A day later, the wine appears more intense and dirty on the nose. There is a bit of plum and cherry, but the fruit is more in the background. Further forward is spice and spices, there is something ethereal and a little bit of smoke. The tannin has softened, seems less pithy and is well countered by the fresh acidity. Now this is not necessarily the most uncomplicated Lemberger to sip on a Viertele on Sunday. But definitely one that is a lot of fun and will certainly continue to develop great for a few more years.
The fruit in the Cabernet Franc seems quite different. Rather dark, very ripe berries are there. The wine is charming and a bit dirty. On the tongue it then seems brighter than it had announced on the nose. The tannin is different than in the Lemberger, but definitely present as well. It seems a bit scrubby, as Cabernet Franc often does. Quite juicy it is also and now has a great raspberry fruit. What he has but somehow not at all is the light green bell pepper, which I often smell in Cabernet Franc.
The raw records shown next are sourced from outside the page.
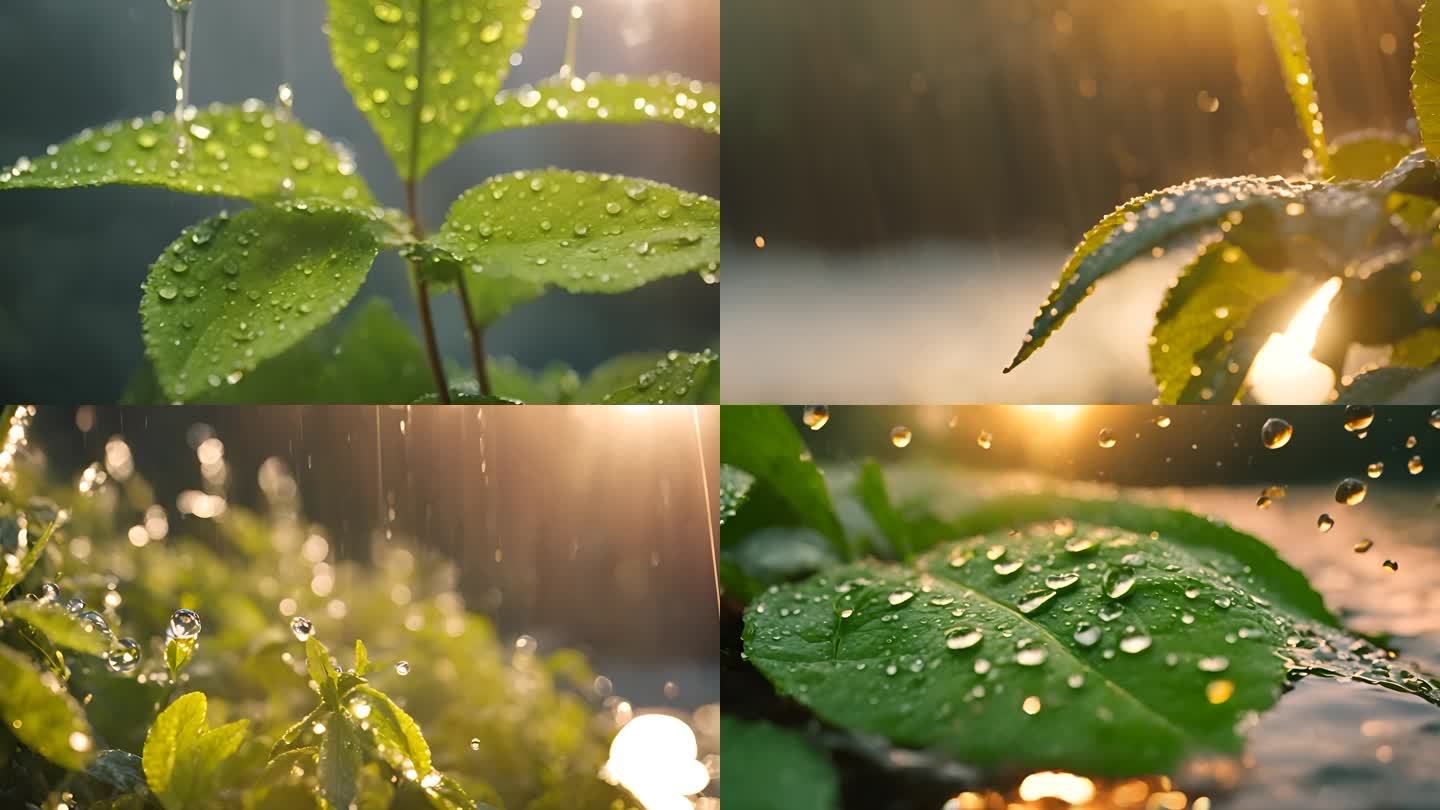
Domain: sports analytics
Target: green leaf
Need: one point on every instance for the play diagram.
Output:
(1105, 650)
(41, 714)
(340, 761)
(735, 489)
(1367, 154)
(667, 98)
(581, 231)
(1299, 78)
(775, 768)
(179, 653)
(176, 730)
(1213, 301)
(235, 291)
(12, 575)
(323, 672)
(396, 731)
(676, 379)
(762, 441)
(62, 627)
(424, 71)
(246, 153)
(1424, 79)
Instead, there are cassis and a portion of hay, and towards the end you think you can smell a tiny bit of green. Or at least imagine it. No matter, because it is good in any case.
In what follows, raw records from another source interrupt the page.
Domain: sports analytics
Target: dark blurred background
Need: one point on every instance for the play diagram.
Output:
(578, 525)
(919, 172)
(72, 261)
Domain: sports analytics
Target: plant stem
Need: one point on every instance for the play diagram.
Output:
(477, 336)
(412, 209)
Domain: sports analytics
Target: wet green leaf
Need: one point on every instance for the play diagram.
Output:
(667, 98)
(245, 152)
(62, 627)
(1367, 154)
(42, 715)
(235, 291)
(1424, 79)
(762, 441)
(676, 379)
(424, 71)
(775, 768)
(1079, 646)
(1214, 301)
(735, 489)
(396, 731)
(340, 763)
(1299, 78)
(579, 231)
A day later the green bell pepper is there then also without imagination. I could hang my nose in the glass for hours. The great fruit, the little bit of dirt and also the freshness and the scrubby rustic appearance are just superb. I could write now that this is the best Cabernet Franc from Germany that I have ever tried. And that’s true, but I can’t think of any other that I’ve consciously tasted. Therefore, that would not be particularly meaningful. What I can say, though, is that I think it will be able to defend that rank for quite a while. This has matured beautifully and, like the Lemberger, will still have a few years ahead of it. And that for well under 20 euros. I am thrilled.